At first, bathtubs were expensive. The earliest ones were made of painted sheet metal that had to be carefully shaped from a single sheet, or crafted from expensive porcelain. Tubs made of copper or zinc-lined wood were a bit cheaper, but also more prone to leak.

The first bathtub in the United States was installed in Cincinnati December 20, 1842, by Adam Thompson. It was made of mahogany and lined with sheet lead. At a Christmas party he exhibited and explained it and four guests later took a plunge. The next day the Cincinnati paper devoted many columns to the new invention and it gave rise to violent controversy. Medical authorities attacked it as dangerous to health.

President Millard Fillmore gave the bathtub recognition and respectability. While Vice President, he visited Cincinnati in 1850 on a stumping tour and inspected the original bathtub and used it. Experiencing no ill effects he became an ardent advocate, and on becoming President he had a tub installed in the White House. The Secretary of War invited bids for the installation. This tub continued to be the one in use until the first Cleveland Administration.

Still, the idea that a bathtub was a useful facility trickled down to the middle class through books and magazines about domestic life. In an 1861 Godey’s Lady’s Book feature on “model cottage” plans, the majority of the homes shown had bathrooms on the second floor.

In the nineteenth century, hot baths were a no-no, as was actually relaxing and enjoying the water. By the 1860s, expert opinion was nearly unanimous that the best kind of bath was a brief plunge in cold water to relieve congestion of the brain and fight anything from cholera to whooping cough.

“However pleasant a long-continued bath may be in hot weather, yet it is by no means to be recommended,” British domestic engineer J.H. Walsh warned in 1857. In fact, parents should yank kids out of their baths, lest they “dabble too long in the water and thus do absolute injury to themselves by carrying to excess what is otherwise a most valuable adjunct to health.”

Historian Jacqueline S. Wilkie explains how things began to change toward the middle of the nineteenth century in an article in JSTOR at https://daily.jstor.org/when-americans-started-bathing/.

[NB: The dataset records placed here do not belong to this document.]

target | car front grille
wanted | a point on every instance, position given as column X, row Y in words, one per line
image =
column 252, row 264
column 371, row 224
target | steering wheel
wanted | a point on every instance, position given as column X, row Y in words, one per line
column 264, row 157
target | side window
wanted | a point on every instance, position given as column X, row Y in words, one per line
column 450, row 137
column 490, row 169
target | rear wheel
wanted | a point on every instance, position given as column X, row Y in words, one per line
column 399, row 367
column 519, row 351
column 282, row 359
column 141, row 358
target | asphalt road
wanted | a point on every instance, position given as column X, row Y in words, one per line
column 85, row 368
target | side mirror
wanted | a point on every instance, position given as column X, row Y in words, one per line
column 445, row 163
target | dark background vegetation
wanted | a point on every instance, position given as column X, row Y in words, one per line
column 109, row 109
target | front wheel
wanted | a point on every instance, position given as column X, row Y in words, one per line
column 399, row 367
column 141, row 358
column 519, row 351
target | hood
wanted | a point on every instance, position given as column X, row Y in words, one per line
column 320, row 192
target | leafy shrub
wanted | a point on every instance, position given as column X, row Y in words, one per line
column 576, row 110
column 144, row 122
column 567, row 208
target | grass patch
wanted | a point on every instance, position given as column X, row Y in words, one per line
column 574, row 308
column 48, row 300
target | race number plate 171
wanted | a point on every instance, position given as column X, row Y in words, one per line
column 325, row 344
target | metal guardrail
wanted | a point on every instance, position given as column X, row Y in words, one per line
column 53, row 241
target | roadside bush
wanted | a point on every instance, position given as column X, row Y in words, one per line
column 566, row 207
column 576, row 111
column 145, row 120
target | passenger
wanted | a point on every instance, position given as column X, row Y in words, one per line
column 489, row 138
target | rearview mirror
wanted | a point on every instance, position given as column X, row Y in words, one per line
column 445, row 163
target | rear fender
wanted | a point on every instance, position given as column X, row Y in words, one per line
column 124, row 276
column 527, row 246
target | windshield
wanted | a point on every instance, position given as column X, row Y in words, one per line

First, I have to say that I do not fully trust all articles on the JSTOR site, as I have found several errors in historical information, as well as blatant exaggerations. The most recent one was about the use of gold as a medicine in the middle ages, and how one royal member used so much, that gold seeped from her bones and they found a pile of it under her skeleton. I decided to study that further, and come to find out, the peer reviewed research the author sited was clear that the researchers found gold in the hair that remained in the grave, and that there was no visible sign of gold anywhere, even in the hair itself–they only found the gold in the hair after testing it.
Having said that, I question that there are people who may have never been immersed in water their whole life. People had to have gone swimming, or fishing by getting in the water, or would get in the water to wash clothes in a stream, river, lake, etc. If we’re talking about actual ‘bathtubs’ here, then yes, I could see how many people would not have had a ‘tub’, so to speak. But I have found articles that refer to other historical references of only specific groups that believed in the evils of bathing, but that most people had the opposite view. In Biblical times, bath houses were common, and many people even in colonial America lived, if possible, near water sources (lakes, streams, rivers) because of it’s importance.
In any case, I don’t know if it’s fair to say that ‘most’ people believed bathing was bad and didn’t do it, but rather that there were certain groups that practiced that, and that most Americans/colonists would have at least done a sponge bath of some sort on a regular basis, perhaps in winter, and then utilizing nearby water sources in warmer weather to bathe. I only say that because of the following articles ,which, no, I haven’t checked their sources yet to see how accurate they are. So if I’m wrong, I apologize. In any case, in the comments section of the first article, it is clear that this is a highly debatable subject, wow!


Terence L. Day terence@moscow.com
During the third century B.C. Romans washed arms and legs daily and their entire bodies every nine days. They also swam in the Tiber. Later, Romans began building bathrooms in their houses. And, of course, there were the public baths.